Now, friends told them how difficult it would be to get Tiger back, knowing the reputation Meduna had developed in the Saunders County area. So the Porters made a decision they now regret, to not drive out west to try to reclaim the horse.

Then they got the call in April about the raid on the ranch, and the rescue, and someone asking if his horse was OK. It was a total shock.

“We felt so bad,” Gwen Porter said.

Jerry Finch, of Habitat for Horses in Hitchcock, Texas, was one of the first to show up at the 3-Strikes Ranch to a scene of dead horses scattered around the property, some bleached bones, some freshly dead, and more than 200 “very, very thin” horses, some too weak to move.
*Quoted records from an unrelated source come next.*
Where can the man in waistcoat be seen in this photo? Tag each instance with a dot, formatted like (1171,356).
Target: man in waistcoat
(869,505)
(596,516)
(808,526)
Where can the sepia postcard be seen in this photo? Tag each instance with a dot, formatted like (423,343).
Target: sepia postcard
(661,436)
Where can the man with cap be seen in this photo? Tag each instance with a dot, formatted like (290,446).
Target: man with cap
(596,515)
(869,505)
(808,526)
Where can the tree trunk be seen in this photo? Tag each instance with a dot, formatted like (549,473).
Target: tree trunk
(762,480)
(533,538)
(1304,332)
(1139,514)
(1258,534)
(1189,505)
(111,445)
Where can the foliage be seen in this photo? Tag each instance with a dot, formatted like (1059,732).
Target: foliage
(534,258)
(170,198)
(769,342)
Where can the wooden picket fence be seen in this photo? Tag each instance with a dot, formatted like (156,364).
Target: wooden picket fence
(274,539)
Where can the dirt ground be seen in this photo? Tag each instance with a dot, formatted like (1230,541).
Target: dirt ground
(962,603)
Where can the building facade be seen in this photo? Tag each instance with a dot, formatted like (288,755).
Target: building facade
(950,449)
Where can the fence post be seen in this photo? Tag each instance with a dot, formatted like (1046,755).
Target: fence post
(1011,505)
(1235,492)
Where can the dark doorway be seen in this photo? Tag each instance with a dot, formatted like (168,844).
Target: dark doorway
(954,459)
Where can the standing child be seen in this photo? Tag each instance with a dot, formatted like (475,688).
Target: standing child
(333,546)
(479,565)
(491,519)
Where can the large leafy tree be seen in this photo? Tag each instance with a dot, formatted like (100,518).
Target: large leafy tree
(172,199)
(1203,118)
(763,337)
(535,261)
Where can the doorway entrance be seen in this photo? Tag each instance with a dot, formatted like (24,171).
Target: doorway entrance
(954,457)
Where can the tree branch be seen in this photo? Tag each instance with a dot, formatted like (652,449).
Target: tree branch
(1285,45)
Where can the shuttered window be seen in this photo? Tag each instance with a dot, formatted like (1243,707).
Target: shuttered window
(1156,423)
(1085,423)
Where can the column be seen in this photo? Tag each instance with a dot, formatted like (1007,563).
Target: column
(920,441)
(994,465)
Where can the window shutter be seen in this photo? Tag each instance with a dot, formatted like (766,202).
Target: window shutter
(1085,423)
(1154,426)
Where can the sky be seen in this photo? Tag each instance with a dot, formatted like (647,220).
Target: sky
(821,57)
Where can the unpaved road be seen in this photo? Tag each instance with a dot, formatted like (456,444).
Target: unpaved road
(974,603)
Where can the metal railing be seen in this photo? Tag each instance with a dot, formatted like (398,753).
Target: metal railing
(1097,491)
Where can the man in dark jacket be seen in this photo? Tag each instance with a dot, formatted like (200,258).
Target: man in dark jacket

Veterinarians were performing necropsies on a couple of the horses that had recently died when Finch arrived, finding massive infiltrations of worms and the results of starvation.

Meduna’s side of the story, Finch recounted, was that neighbors were poisoning the horses.
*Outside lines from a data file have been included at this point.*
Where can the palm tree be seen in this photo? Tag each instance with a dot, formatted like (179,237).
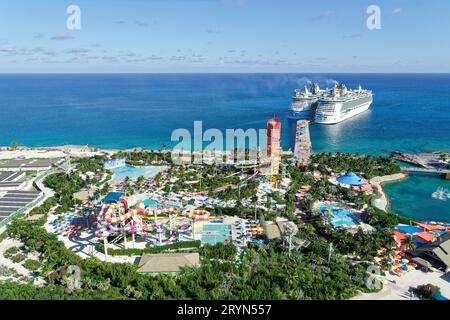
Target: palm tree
(408,243)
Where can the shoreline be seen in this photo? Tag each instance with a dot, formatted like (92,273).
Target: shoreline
(381,199)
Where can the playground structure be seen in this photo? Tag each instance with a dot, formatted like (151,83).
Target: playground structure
(73,223)
(160,227)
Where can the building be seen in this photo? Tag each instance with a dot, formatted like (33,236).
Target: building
(303,147)
(169,263)
(114,163)
(273,137)
(12,180)
(437,253)
(113,197)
But Finch said the horses had no sign of sickness, such as poisoning.

Meduna could not be reached for comment. But the 42-year-old rancher has been charged with 149 counts of animal cruelty, a Class IV felony. He posted bond, and on Wednesday, Meduna waived his right to a preliminary hearing, said Morrill County Attorney Jean Rhodes. He faces a July 14 arraignment.

Meduna owned some of the horses and burros. Some were owned by individuals, the federal Bureau of Land Management and rescue groups, who paid to board horses on the ranch.

Many of those involved in the rescue have called what happened at the 3-Strikes Ranch Nebraska’s worst cases of animal cruelty, neglect and abuse.

According to the ranch’s Web site, which has now been taken down, the ranch was a mustang outpost, a non-profit habitat to hundreds of mustangs from all over the country, a place for the horses to run wild in the natural environment of the open Sand Hills prairies.

Porter said Meduna had 300 head on 1,900 acres of remote ranchland. Fifty cows couldn’t be sustained on 1,900 acres, he said.

Which is why the ranch land had turned to sand, he said, and may be ruined.

There would have been so many people across the country who would have helped if he had just asked for it, Gwen Porter said.

* * *

Finch brought six of the rescued horses back to his Texas habitat, and all are gaining weight. Four have been adopted out. One 36-year-old mare that is pregnant will give birth any time now.

Other horses were taken by other rescue groups, and most have been adopted or given back to their former owners and are spread from California to New Jersey.

Starvation affects internal organs and muscle tissue, including the heart, and some horses never completely recover.

After a bad worm infestation, a horse can have intestinal problems for years, Finch said. The long-term effects of starvation and neglect can shorten a horse’s lifespan, which would be about 25 years with good care.

It took about five weeks to get Tiger back to the Porter homestead, and when he arrived, he was hardly moving, was depressed and sad, had swelling in his legs, and the muscles in his hip and legs had deteriorated, the owners said.

“At first, he was very leery of us,” Gwen Porter said. “It was a couple of weeks until I could touch his nose.”

He has gained about 120 pounds at the Porters and is running and swinging his head. They haven’t put a saddle or bridle on him, giving him plenty of time to recover.

Meanwhile, Porter worries about what will happen with Meduna and his ranch.

“Will he serve jail time,” he wonders. “And how are they going to stop him from getting other animals?”